It was the cover of AR Torre’s, The Girl in 6E, that caught my eye. The bright red spine stood out in my pile of “read-when-you-have-time” books.
Imagine my surprise when after just the first chapter I couldn’t put this book down.
There is quite a bit of – sometimes disturbing – sexual content in this story. But with a story and writing as brilliant as this, I quickly got over my discomfort and enjoyed this novel from start to finish.
Deanna Madden hasn’t touched another person in three years. She hasn’t stepped out of her flat in three years.
But she has amassed a huge sum in her bank account by performing as Jessica Reilly to webcams on sex sites, in a specially set-up pink bedroom in one section of her flat. Her clients are vast and varied – and she has them returning often. Thus enabling her to maintain her self-imposed exile in relative comfort.

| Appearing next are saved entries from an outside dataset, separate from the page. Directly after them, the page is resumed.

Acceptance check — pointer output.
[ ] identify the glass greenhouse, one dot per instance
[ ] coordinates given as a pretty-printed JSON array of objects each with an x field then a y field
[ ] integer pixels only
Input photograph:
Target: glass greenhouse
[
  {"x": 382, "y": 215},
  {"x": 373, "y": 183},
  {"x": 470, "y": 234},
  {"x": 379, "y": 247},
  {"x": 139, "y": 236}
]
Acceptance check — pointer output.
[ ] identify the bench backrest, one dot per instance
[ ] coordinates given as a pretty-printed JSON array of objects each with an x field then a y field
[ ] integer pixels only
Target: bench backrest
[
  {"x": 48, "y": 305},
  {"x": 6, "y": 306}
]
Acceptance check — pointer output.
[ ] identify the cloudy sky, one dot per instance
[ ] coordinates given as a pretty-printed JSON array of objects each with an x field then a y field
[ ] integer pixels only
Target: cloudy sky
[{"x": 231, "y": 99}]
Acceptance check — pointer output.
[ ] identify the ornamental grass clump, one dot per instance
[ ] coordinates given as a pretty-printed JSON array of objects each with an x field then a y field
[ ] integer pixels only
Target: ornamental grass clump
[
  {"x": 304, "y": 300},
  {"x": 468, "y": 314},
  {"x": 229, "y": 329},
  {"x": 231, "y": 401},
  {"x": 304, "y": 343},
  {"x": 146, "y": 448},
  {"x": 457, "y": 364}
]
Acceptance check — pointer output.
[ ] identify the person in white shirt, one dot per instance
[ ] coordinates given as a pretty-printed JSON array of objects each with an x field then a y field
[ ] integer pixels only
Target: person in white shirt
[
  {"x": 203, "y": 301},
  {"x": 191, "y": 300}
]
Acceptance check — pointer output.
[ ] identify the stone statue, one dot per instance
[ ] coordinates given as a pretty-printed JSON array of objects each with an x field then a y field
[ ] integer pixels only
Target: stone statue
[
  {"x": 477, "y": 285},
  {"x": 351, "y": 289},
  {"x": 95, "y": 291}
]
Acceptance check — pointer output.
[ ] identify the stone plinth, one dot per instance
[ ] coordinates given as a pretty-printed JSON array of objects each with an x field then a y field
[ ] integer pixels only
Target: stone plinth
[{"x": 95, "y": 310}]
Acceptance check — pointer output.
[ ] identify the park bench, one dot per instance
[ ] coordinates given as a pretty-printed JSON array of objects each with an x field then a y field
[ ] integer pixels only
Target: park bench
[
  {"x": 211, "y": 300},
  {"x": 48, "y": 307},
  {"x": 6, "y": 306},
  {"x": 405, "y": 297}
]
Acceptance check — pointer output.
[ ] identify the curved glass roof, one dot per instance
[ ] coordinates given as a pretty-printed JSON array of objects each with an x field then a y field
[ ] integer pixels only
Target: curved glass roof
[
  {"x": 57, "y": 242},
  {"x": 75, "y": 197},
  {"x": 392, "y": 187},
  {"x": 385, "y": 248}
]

Deanna knows she has to maintain a strictly controlled and ordered life within the confines of her flat, if she is to prevent herself from murdering again. The desire to murder consumes her, and she is determined never to succumb to it.
Her psychiatrist offers to prescribe medication to help bring her urges under control. But Deanna chooses physical incarceration over the psychological alternative.
With the help of the internet, a few reliable internet friends and a neighbour who depends on her goodwill, Deanna is able to create a well-ordered and contented life in her flat and never has to leave its confines.
As you get deeper into the novel, her reasons for her “character flaw” become apparent, and I could not help but empathise with and admire her. It is her desire to keep people safe from herself that drives her to such extremes, and this makes her a strong, likeable woman who resorts to extreme measures.
Deanna’s carefully constructed world is shaken when she comes upon news of the disappearance of a young girl called Annie. The story is disturbingly similar to a fantasy that one of her most disturbing online clients has revealed to her.
With the help of her online friend and cyberhacker, Deanna pulls together a plethora of information and is almost 100 percent sure her client has abducted the missing child.
But no one is listening to her.
She realises she has to leave the safety of 6E if she wants to save Annie.
The Girl in 6E is an example of writing that utilises sex and sexuality in an empowering and constructive way to tell a very good story. Deanna is no breathy, vacuous Anastasia of Fifty Shades of Grey fame. She is strong, resilient, flawed and, on the whole, real.
The Girl in 6E is well worth the read.